Residents bought the park for $4-million. Florida Community Services received $50,000, McLaughlin said.
"There was no way in the world we could have done it without (Pozgay)," he said.
The FMO board of directors will decide this month how much FMO Conversion Services will charge mobile home owners.
The company charged $495 per lot before it was dissolved in 1999, Pozgay said. Watson, an attorney, said the legal costs will be lower than other companies because services such as document preparation will be done in-house.
Unlike its competitors, FMO Conversion Services will aim for 90 percent of residents to buy shares in the park, which lowers the price of each share. Other conversion firms ask for 40 to 50 percent participation.
Don Hazelton, FMO president, says it was a mistake for the organization to stop offering conversion services years ago, but not everyone agrees.
Zephyrhills resident Bill Hannaford served on the FMO board of directors when they voted to turn the contracts over to Pozgay's group. He opposes the group offering the services again.
Potential conflicts could arise after FMO Conversion Services converts parks into resident-owned communities, he said.

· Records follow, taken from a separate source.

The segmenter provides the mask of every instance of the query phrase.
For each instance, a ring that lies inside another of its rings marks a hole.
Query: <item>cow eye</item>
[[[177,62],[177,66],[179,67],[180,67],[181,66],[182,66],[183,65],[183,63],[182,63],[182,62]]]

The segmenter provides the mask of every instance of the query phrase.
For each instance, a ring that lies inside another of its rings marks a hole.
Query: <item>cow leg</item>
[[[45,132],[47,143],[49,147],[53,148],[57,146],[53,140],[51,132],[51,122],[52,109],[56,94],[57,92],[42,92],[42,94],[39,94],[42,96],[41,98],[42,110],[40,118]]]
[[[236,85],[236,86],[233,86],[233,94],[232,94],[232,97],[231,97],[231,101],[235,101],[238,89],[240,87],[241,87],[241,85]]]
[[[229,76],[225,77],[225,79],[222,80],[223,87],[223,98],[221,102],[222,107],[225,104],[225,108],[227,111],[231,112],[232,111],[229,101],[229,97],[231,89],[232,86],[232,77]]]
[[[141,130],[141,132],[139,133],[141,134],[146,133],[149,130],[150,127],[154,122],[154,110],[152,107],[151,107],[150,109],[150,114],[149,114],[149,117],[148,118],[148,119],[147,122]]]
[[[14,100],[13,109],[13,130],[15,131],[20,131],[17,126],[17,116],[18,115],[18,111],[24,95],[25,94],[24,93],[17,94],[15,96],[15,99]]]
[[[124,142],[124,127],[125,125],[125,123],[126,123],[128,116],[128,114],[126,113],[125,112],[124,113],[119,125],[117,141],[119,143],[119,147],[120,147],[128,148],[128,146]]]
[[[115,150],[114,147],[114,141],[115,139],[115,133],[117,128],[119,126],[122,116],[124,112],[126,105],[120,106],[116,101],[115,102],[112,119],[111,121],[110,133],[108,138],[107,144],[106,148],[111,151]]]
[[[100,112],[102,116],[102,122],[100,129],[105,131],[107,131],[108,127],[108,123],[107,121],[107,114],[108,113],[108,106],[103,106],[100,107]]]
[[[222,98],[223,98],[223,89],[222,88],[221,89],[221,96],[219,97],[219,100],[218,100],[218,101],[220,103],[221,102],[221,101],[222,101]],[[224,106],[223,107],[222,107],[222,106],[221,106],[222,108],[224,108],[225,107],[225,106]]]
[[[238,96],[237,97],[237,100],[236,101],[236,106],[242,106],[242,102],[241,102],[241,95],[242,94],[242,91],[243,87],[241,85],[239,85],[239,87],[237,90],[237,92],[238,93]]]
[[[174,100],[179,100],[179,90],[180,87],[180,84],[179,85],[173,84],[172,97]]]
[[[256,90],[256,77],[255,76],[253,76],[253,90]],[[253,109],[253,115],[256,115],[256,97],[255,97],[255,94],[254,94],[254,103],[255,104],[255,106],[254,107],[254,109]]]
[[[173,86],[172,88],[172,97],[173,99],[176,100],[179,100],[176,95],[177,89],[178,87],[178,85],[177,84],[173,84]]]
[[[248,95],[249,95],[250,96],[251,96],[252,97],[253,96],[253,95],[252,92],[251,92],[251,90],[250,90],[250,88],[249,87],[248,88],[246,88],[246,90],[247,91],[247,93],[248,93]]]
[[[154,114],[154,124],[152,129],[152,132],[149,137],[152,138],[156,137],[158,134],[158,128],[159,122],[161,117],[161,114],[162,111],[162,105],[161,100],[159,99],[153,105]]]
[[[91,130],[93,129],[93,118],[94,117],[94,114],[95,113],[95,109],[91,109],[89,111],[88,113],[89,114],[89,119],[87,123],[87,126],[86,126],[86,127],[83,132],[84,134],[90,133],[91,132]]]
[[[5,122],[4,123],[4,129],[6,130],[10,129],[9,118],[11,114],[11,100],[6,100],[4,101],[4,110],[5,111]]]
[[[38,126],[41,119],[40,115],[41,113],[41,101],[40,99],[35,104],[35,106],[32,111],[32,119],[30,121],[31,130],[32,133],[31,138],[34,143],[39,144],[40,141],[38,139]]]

Would the FMO then continue to represent residents who bought shares in the park or only those who continue to rent?
"You trade in an absentee landlord for landlords that live in the park," said Paul Bradley, vice president of the New Hampshire Community Loan Fund, a nonprofit that has converted 72 parks into resident-owned communities. "They all want to potentially raise your rent if you're a nonmember."
Frank Williams, executive director of the Florida Manufactured Housing Association, which represents park owners, agrees disputes can arise between shareholders and renters.
But, he said, "given the alternative, they probably are better off for it."
Currently, shareholder owners can become associate members of the FMO, but cannot vote. The FMO hopes to change that by forming a sister organization for resident-owned communities, said Watson.
By offering conversion services, the FMO is "creating people who cannot be members," Watson said.
"If we are perfectly successful," he said, "we will put ourselves out of business."